賢治の作品において、贅沢な食べ物を口にするものは、必ずと言っていいほど悲惨な結末が用意されている。(中略)こうした物語を書くことで、賢治は自らを断罪していたのだろうか。日々の糧にも困る農民たちにとっては夢のようなこれらのご馳走を、賢治は実際に食べることができる立場にあったのだから。



 宮沢賢治は地元花巻の名門一家に生まれました。恵まれ、裕福な環境です。しかし、恵まれた環境のもとに生まれながら、賢治の隣には常に「厳しい農村の姿」がありました。自分が食べるものに困らない中で、すぐ近くには、食べるものがなく、飢えに苦しんでいる人がいる・・・。そんな環境で培われていったのが、「自己犠牲」の精神です。

 小さい頃読んだ宮沢賢治の伝記漫画で、すごく記憶に残っている絵があります。豪華なご飯を前に、子供のころの賢治が張り裂けそうな顔をしているシーンです。「自分だけこんなに恵まれていてよいのだろうか」・・・そういった葛藤だと思います。

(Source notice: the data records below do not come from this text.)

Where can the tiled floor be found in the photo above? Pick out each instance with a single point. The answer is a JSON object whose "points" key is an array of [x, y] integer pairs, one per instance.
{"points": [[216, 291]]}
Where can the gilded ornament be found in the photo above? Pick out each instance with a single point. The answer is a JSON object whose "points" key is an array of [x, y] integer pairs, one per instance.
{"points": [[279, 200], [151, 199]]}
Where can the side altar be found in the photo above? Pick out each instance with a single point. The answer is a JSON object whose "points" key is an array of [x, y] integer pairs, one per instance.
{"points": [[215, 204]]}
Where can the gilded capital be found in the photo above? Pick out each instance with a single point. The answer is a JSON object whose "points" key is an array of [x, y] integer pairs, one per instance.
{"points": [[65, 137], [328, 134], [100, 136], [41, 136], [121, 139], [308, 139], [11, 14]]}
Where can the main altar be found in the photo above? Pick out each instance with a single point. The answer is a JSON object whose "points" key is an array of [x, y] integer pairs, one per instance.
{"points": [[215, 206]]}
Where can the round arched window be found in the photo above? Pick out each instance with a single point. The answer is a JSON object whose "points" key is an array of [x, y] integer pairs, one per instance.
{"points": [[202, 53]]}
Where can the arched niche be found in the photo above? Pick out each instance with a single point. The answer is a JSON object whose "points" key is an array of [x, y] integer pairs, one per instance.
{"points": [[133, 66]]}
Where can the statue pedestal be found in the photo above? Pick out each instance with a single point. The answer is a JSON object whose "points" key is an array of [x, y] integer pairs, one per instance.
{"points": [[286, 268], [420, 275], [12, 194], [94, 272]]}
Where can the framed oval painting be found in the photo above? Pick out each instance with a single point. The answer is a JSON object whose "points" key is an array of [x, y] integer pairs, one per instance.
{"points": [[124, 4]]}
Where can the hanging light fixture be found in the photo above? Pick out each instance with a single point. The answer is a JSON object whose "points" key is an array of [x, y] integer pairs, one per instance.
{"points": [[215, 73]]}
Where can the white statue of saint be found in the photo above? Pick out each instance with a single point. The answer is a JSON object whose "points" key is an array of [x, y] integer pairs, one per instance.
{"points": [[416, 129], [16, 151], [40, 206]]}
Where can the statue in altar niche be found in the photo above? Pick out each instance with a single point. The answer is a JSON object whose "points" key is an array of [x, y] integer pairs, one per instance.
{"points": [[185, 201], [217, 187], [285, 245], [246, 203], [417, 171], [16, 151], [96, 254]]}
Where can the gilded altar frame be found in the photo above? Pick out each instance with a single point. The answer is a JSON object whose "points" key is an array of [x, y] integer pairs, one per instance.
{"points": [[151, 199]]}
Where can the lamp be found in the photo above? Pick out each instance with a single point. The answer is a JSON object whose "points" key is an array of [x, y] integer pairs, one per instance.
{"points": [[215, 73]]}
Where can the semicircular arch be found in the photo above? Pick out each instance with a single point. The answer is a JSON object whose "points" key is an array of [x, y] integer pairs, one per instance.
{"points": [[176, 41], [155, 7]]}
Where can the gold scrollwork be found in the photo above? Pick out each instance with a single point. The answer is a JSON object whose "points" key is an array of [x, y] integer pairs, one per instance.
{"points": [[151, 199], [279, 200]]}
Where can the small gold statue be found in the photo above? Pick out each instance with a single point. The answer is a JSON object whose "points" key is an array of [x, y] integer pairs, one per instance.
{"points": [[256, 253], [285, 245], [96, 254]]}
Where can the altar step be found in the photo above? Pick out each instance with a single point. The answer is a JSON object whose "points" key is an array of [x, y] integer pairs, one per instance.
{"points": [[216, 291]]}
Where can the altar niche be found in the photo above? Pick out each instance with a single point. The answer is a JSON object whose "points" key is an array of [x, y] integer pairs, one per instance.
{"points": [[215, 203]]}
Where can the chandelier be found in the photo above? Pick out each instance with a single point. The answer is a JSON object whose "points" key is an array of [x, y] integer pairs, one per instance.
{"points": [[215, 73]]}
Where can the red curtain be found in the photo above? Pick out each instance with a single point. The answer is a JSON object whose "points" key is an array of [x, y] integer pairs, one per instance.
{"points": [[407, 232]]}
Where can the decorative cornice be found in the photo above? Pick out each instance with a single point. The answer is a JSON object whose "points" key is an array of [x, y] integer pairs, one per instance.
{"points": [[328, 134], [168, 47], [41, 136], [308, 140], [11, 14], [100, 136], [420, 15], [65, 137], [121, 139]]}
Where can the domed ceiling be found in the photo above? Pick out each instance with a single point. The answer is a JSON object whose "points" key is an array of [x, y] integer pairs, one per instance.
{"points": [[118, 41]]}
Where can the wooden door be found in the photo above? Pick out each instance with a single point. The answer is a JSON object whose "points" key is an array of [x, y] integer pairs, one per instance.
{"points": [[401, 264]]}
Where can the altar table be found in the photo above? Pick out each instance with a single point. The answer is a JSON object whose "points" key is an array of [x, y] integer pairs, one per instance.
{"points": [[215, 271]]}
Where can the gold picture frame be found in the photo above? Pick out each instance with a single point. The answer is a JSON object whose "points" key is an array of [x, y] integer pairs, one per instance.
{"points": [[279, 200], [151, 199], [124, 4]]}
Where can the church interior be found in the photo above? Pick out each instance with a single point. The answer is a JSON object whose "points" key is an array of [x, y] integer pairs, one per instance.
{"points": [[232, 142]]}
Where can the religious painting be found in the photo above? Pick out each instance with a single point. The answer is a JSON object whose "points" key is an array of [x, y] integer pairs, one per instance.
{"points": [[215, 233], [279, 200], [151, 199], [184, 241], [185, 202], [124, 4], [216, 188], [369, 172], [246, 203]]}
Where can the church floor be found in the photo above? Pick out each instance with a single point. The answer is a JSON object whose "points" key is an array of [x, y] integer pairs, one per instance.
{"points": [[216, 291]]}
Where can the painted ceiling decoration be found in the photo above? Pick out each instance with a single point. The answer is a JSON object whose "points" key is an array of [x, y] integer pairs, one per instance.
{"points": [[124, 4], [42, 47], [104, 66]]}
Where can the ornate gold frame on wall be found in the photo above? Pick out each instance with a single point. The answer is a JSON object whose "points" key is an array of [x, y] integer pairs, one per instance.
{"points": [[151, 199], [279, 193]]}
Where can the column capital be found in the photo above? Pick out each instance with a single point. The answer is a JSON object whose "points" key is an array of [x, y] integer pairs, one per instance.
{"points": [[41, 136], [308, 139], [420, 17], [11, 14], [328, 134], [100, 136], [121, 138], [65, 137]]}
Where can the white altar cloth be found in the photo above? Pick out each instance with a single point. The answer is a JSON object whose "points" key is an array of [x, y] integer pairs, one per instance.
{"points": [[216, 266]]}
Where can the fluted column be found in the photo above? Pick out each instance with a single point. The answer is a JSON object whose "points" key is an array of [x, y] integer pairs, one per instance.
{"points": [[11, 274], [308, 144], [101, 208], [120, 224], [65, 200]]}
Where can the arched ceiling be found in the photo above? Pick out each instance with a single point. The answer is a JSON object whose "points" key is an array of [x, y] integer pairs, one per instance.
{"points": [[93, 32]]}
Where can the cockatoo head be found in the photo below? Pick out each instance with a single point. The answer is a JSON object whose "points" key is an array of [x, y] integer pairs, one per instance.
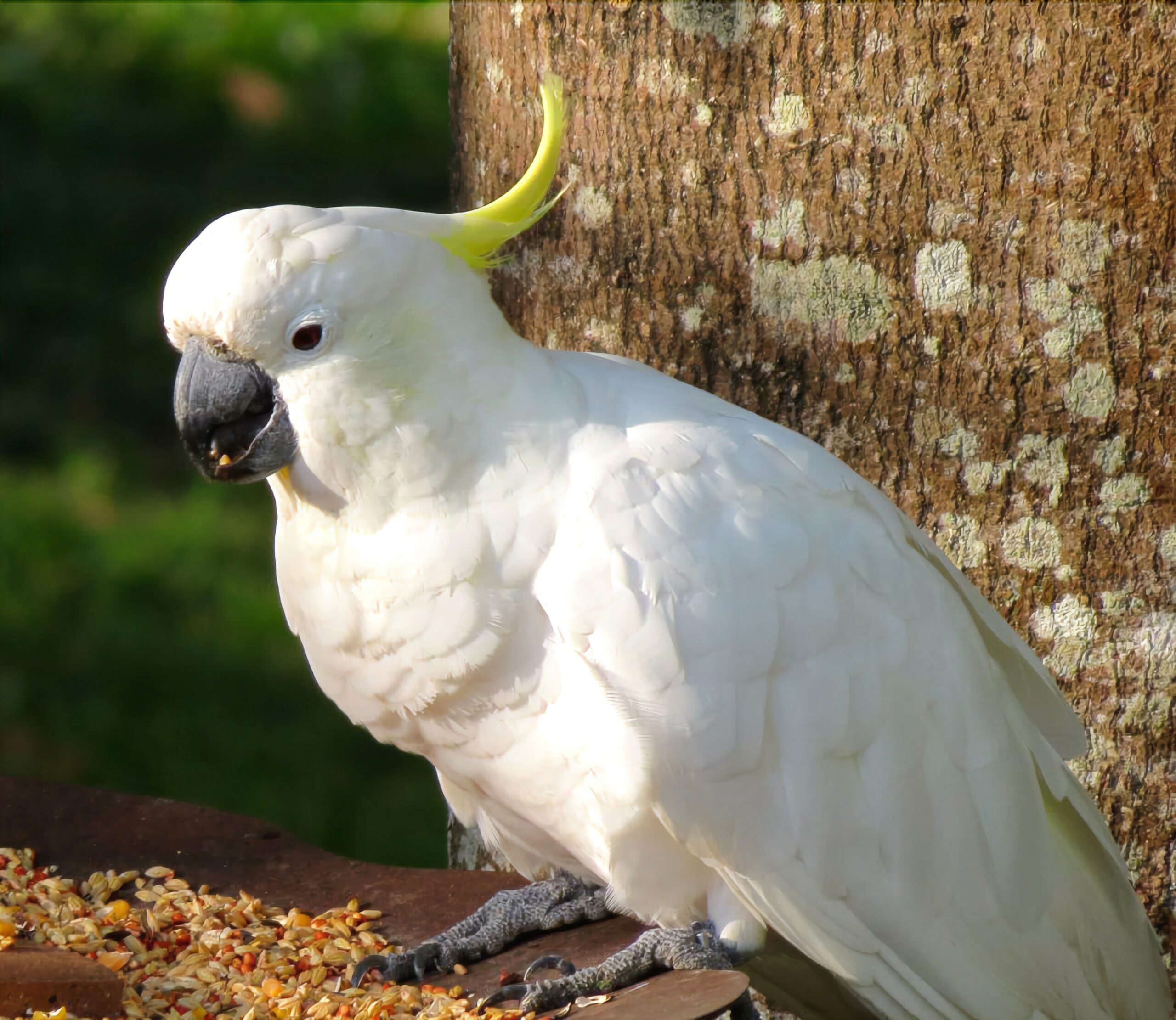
{"points": [[265, 299]]}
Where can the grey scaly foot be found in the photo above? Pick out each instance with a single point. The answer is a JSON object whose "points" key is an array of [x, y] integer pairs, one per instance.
{"points": [[694, 949], [540, 907]]}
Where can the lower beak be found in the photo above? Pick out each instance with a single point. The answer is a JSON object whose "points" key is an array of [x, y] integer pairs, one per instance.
{"points": [[231, 415]]}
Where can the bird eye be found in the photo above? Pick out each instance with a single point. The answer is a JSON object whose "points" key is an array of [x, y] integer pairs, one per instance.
{"points": [[307, 338]]}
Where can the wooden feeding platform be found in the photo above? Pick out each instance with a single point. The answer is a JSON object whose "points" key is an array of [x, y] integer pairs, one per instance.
{"points": [[83, 831]]}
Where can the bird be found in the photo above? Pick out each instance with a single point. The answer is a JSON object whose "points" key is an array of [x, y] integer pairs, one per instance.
{"points": [[672, 659]]}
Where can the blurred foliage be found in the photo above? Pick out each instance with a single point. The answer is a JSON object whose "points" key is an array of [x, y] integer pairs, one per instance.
{"points": [[144, 646]]}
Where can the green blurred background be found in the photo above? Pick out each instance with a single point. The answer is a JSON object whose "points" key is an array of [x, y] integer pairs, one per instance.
{"points": [[143, 648]]}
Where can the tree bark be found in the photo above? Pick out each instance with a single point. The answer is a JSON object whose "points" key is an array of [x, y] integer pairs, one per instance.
{"points": [[940, 240]]}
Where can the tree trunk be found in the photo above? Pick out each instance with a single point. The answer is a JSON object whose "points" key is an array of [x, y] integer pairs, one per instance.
{"points": [[939, 240]]}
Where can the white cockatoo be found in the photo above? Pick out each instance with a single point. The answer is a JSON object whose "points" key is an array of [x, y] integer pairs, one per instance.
{"points": [[668, 651]]}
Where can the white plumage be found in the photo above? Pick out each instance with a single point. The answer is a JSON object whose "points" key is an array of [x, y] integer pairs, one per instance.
{"points": [[650, 637]]}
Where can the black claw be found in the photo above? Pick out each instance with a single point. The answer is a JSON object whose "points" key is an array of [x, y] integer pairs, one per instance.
{"points": [[505, 994], [552, 962], [377, 962], [424, 959]]}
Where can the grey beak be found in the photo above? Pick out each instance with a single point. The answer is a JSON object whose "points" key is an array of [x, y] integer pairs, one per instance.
{"points": [[231, 415]]}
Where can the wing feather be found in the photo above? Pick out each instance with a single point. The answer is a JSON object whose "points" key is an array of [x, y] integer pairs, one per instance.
{"points": [[841, 726]]}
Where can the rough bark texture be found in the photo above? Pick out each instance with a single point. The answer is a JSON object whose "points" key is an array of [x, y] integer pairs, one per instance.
{"points": [[937, 239]]}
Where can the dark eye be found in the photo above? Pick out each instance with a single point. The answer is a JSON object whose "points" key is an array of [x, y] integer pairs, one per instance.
{"points": [[307, 338]]}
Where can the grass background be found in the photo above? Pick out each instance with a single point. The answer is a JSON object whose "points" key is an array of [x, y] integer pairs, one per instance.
{"points": [[144, 648]]}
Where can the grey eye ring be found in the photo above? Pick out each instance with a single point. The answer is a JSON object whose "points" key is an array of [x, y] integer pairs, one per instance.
{"points": [[307, 337]]}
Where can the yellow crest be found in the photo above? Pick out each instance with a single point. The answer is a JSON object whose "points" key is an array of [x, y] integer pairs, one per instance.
{"points": [[478, 234]]}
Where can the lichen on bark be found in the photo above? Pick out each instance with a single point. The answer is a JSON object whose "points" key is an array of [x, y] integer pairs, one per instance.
{"points": [[938, 239]]}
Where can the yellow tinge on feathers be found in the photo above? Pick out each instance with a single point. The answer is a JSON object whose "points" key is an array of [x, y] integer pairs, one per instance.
{"points": [[478, 234]]}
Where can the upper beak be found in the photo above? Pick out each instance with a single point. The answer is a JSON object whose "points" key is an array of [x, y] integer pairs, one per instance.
{"points": [[231, 415]]}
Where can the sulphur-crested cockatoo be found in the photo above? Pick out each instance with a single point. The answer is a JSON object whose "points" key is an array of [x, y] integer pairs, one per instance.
{"points": [[668, 651]]}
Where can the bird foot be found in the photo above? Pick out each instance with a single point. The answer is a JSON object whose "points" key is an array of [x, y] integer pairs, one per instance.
{"points": [[694, 949], [540, 907]]}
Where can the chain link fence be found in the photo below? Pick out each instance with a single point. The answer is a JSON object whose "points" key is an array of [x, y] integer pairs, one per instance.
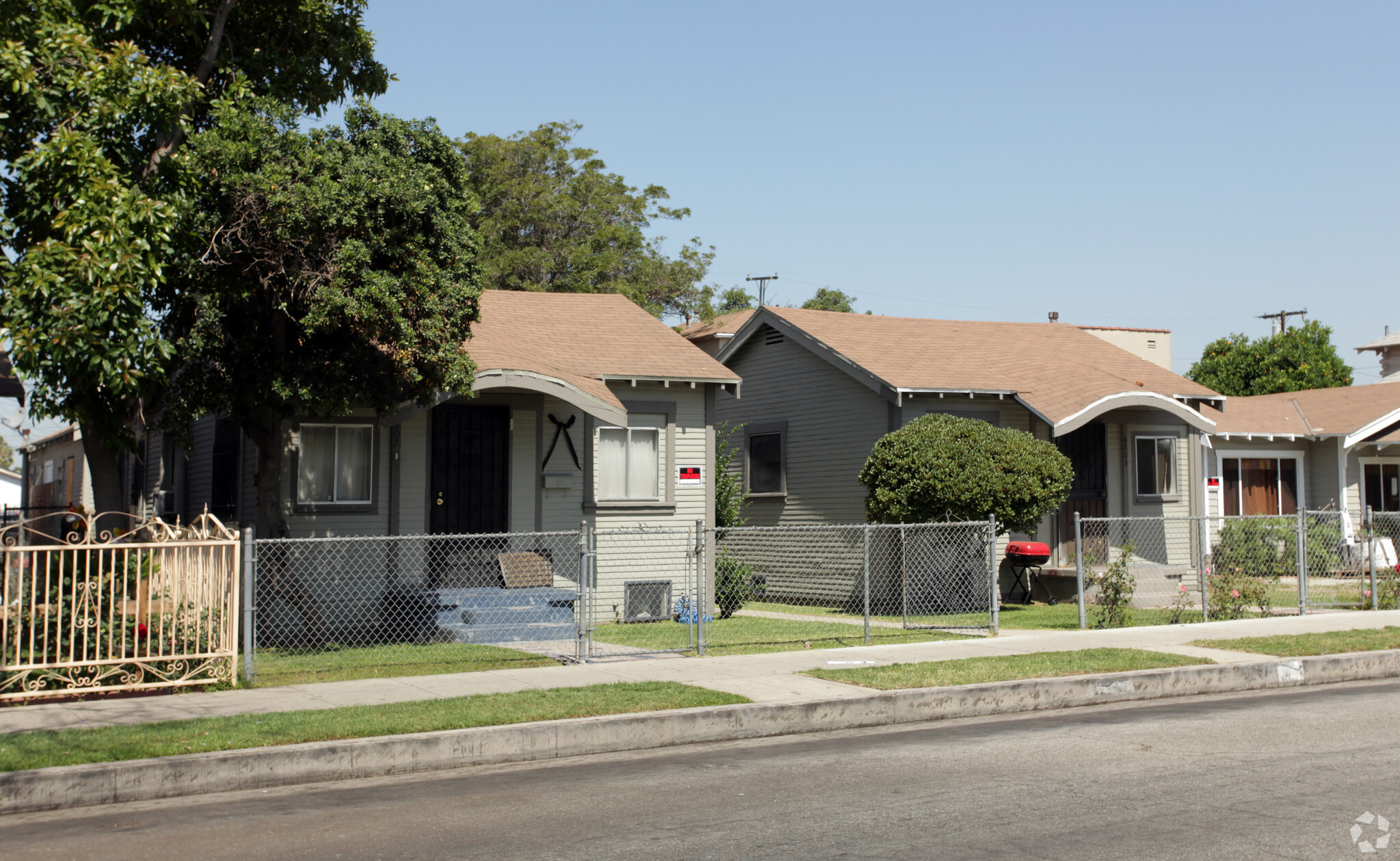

 今の日本人にも、少し共感できる部分はあるでしょうか。世界で貧困に苦しむ子供の姿を見た時、「日本人だけこんなに恵まれていていいのか」と思うことがあります。そういう気持ちは多くの人が持つのかもしれませんが、宮沢賢治の場合は、その自己犠牲の精神が徹底的に追求されていました。

おまへがたべるこのふたわんのゆきに
わたくしはいまこころからいのる
どうかこれが天上のアイスクリームになって
おまへとみんなとに聖い資糧をもたらすやうに
わたくしのすべてのさいはひをかけてねがふ



 教科書に載っていた「永訣の朝」という詩です。最愛の妹トシの死に際して作った詩なのですが、この最後の部分は圧巻です。妹の死は、最後に世界中に押し広げられます。「おまえと、世界のみんなに幸せをもたらしてくれるように」、それを、賢治は「わたくしのすべてのさいはひをかけて」願っています。自分などどうなってもいい、皆に幸せをもたらしてほしい。この徹底した自己犠牲の精神が、読むものの心を打ちます。特に日本人は、共感できる部分が多いのではないでしょうか。

その2 共感覚

 これは初めて聞く言葉でした。筆者が引用したのは、代表作「銀河鉄道の夜」で、ジョバンニとカムパネルラが「プリシオン海岸」の白い岩の上を銀河鉄道に向かって走る場面です。森の中からきれいな音色が聞こえてくるのですが・・・

だまってその譜を聞いていると、そこらいちめん黄いろやうすい緑の明るい野原か敷物かがひろがり、またまっ白な蝋のような露が太陽の面をかすめて行くように思はれました。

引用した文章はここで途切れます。